Oh for God’s sake! How did everyone know about that? Not that she could ask. Hell, no. Instead, she stopped and pawed through her purse for her keys before dropping it to scratch and claw at the door like she was being kidnapped and tortured. Finn crouched down at her feet to pick up her purse and scoop the contests back in. He had a tampon in one hand and Willa’s book—org*sms For One—in the other. He should’ve looked utterly ridiculous. Instead he looked utterly perfect. “Pru, can you tell me what’s wrong?” “I think she’s having a seizure,” Mrs. Winslow said helpfully. “Honey, you look a little bit constipated. I suggest a good fart. That always works for me.” Pru didn’t know how to tell her she was about to let loose but it wouldn’t be nearly as neat as a fart. By some miracle, she made it inside.

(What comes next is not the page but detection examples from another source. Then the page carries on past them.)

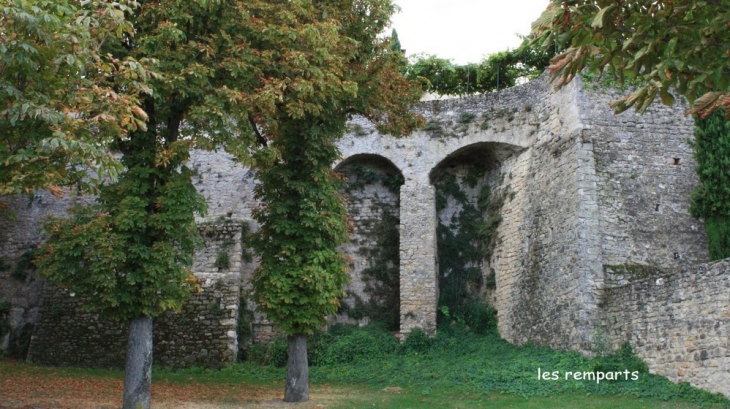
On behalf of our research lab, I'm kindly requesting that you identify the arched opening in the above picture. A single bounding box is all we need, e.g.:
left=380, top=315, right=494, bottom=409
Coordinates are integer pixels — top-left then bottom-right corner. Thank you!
left=335, top=154, right=404, bottom=331
left=429, top=143, right=520, bottom=332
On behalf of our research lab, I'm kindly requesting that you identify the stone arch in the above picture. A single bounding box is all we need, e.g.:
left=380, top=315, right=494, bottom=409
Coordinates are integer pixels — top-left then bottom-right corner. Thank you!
left=335, top=154, right=404, bottom=331
left=429, top=142, right=525, bottom=328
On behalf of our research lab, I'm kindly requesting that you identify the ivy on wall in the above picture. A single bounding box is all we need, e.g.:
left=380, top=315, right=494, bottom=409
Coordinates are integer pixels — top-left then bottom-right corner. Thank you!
left=434, top=159, right=508, bottom=332
left=690, top=112, right=730, bottom=260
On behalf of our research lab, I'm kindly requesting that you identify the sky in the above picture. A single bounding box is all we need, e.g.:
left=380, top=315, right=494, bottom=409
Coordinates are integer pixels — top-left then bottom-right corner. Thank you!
left=392, top=0, right=548, bottom=64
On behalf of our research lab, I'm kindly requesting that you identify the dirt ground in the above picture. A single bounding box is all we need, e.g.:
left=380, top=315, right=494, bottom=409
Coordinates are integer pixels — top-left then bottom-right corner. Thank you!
left=0, top=361, right=338, bottom=409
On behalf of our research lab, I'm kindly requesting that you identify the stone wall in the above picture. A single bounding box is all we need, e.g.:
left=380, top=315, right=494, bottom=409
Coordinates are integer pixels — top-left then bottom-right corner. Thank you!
left=604, top=259, right=730, bottom=396
left=27, top=223, right=241, bottom=368
left=334, top=156, right=403, bottom=328
left=579, top=82, right=709, bottom=268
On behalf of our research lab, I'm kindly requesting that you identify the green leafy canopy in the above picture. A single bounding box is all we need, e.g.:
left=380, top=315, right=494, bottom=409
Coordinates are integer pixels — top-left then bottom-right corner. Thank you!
left=531, top=0, right=730, bottom=118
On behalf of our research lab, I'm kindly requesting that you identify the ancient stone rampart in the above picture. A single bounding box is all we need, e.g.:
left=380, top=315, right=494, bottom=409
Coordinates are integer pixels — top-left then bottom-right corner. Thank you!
left=601, top=259, right=730, bottom=396
left=0, top=75, right=730, bottom=394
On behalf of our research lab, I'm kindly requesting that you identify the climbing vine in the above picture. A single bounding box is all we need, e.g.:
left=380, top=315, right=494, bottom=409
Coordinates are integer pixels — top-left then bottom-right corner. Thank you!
left=689, top=112, right=730, bottom=260
left=434, top=165, right=508, bottom=332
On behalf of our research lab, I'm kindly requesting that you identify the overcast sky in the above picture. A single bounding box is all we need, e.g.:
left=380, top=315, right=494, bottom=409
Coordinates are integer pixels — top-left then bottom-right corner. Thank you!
left=392, top=0, right=548, bottom=64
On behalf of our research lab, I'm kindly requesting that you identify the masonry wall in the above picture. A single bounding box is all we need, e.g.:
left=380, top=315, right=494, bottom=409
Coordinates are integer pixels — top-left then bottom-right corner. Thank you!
left=578, top=83, right=709, bottom=268
left=605, top=259, right=730, bottom=396
left=27, top=224, right=241, bottom=368
left=334, top=156, right=403, bottom=327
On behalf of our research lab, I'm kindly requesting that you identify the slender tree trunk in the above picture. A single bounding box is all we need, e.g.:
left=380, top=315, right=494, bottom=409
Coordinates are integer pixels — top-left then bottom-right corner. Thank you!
left=122, top=316, right=152, bottom=409
left=284, top=335, right=309, bottom=402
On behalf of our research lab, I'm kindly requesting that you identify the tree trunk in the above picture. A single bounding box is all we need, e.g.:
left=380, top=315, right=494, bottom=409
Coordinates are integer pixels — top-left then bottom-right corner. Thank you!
left=284, top=335, right=309, bottom=402
left=122, top=316, right=152, bottom=409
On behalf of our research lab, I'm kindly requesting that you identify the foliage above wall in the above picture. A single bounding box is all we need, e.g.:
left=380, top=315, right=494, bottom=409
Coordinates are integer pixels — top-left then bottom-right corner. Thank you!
left=407, top=38, right=552, bottom=95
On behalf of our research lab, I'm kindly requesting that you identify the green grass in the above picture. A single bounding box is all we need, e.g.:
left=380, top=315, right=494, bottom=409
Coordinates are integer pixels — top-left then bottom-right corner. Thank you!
left=0, top=326, right=730, bottom=409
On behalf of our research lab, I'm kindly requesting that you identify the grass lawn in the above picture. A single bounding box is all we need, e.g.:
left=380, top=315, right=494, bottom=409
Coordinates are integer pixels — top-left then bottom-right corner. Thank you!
left=0, top=328, right=730, bottom=409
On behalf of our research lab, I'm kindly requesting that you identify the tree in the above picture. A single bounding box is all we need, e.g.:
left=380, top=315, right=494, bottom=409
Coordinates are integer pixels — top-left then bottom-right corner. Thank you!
left=33, top=0, right=262, bottom=409
left=531, top=0, right=730, bottom=119
left=32, top=0, right=420, bottom=408
left=689, top=112, right=730, bottom=260
left=250, top=0, right=422, bottom=401
left=0, top=0, right=150, bottom=215
left=390, top=29, right=403, bottom=53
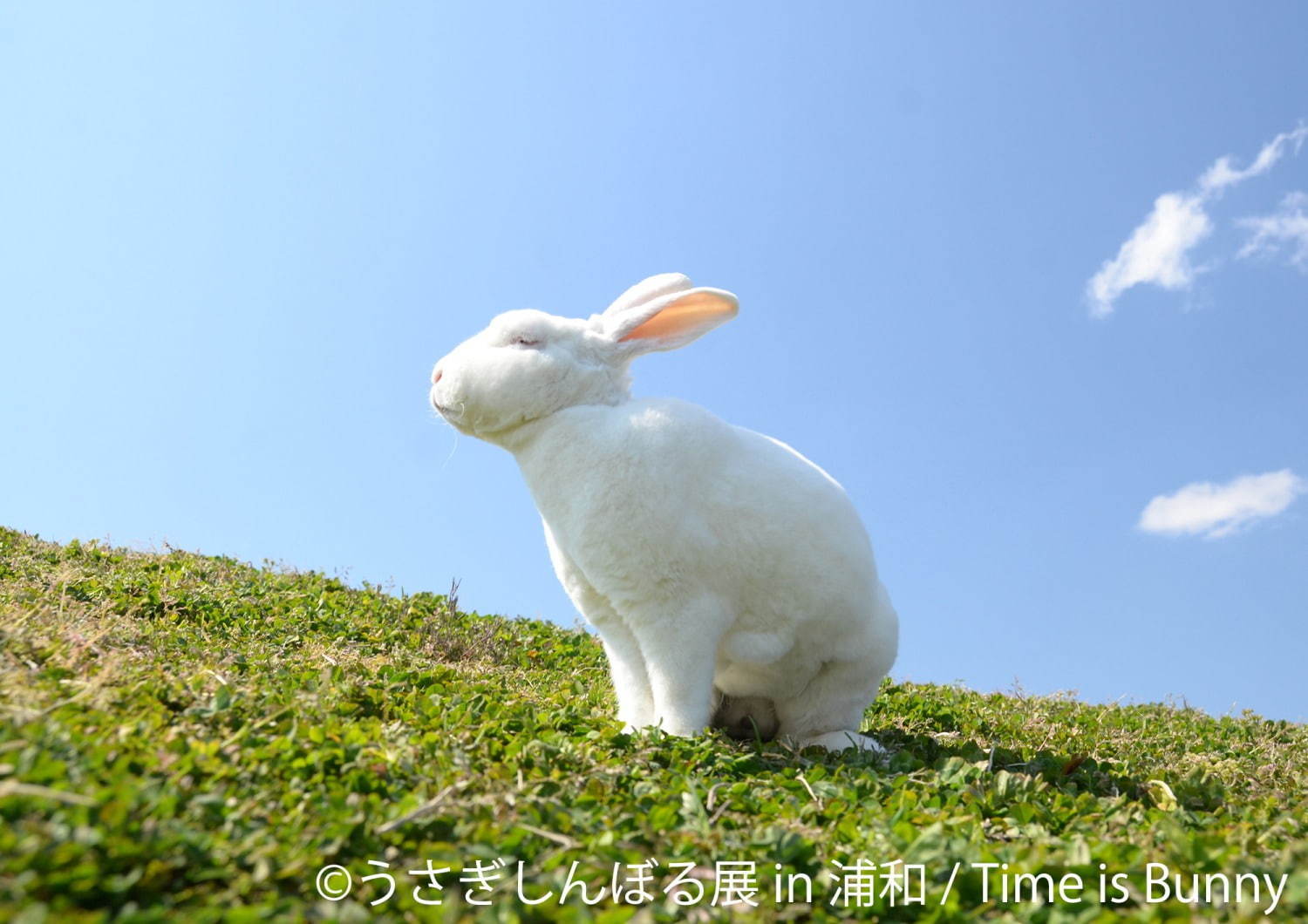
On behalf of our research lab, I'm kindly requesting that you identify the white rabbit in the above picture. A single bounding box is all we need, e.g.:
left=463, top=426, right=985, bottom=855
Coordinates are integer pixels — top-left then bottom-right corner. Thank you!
left=431, top=273, right=899, bottom=749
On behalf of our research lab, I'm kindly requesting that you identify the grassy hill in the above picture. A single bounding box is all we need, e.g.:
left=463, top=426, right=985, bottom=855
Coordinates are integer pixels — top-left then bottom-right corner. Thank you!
left=0, top=529, right=1308, bottom=921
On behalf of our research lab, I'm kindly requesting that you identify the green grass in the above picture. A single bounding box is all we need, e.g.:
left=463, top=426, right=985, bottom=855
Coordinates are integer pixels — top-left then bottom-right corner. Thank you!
left=0, top=529, right=1308, bottom=921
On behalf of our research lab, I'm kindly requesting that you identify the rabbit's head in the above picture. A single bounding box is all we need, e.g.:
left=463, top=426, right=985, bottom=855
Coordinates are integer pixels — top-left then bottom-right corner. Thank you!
left=431, top=273, right=737, bottom=442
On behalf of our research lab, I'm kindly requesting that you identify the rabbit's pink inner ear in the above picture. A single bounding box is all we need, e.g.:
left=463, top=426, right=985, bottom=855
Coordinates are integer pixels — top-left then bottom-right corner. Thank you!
left=619, top=291, right=737, bottom=340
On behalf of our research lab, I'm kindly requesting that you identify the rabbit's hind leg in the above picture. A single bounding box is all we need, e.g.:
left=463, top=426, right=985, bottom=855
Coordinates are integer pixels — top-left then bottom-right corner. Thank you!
left=777, top=659, right=886, bottom=751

She was sweating through her clothes by the time she stumbled along without even taking her keys out of the lock, racing to the bathroom, slamming the door behind her. She had barely hit her knees before she got sick. From what felt like a narrow, long tunnel, through the thick fog in her head and her own misery, she heard him. “Pru,” he said, his voice low with worry. From right. Outside. Her. Bathroom. Door. “I’m coming in,” he said and she couldn’t stop throwing up to tell him to run, to save himself.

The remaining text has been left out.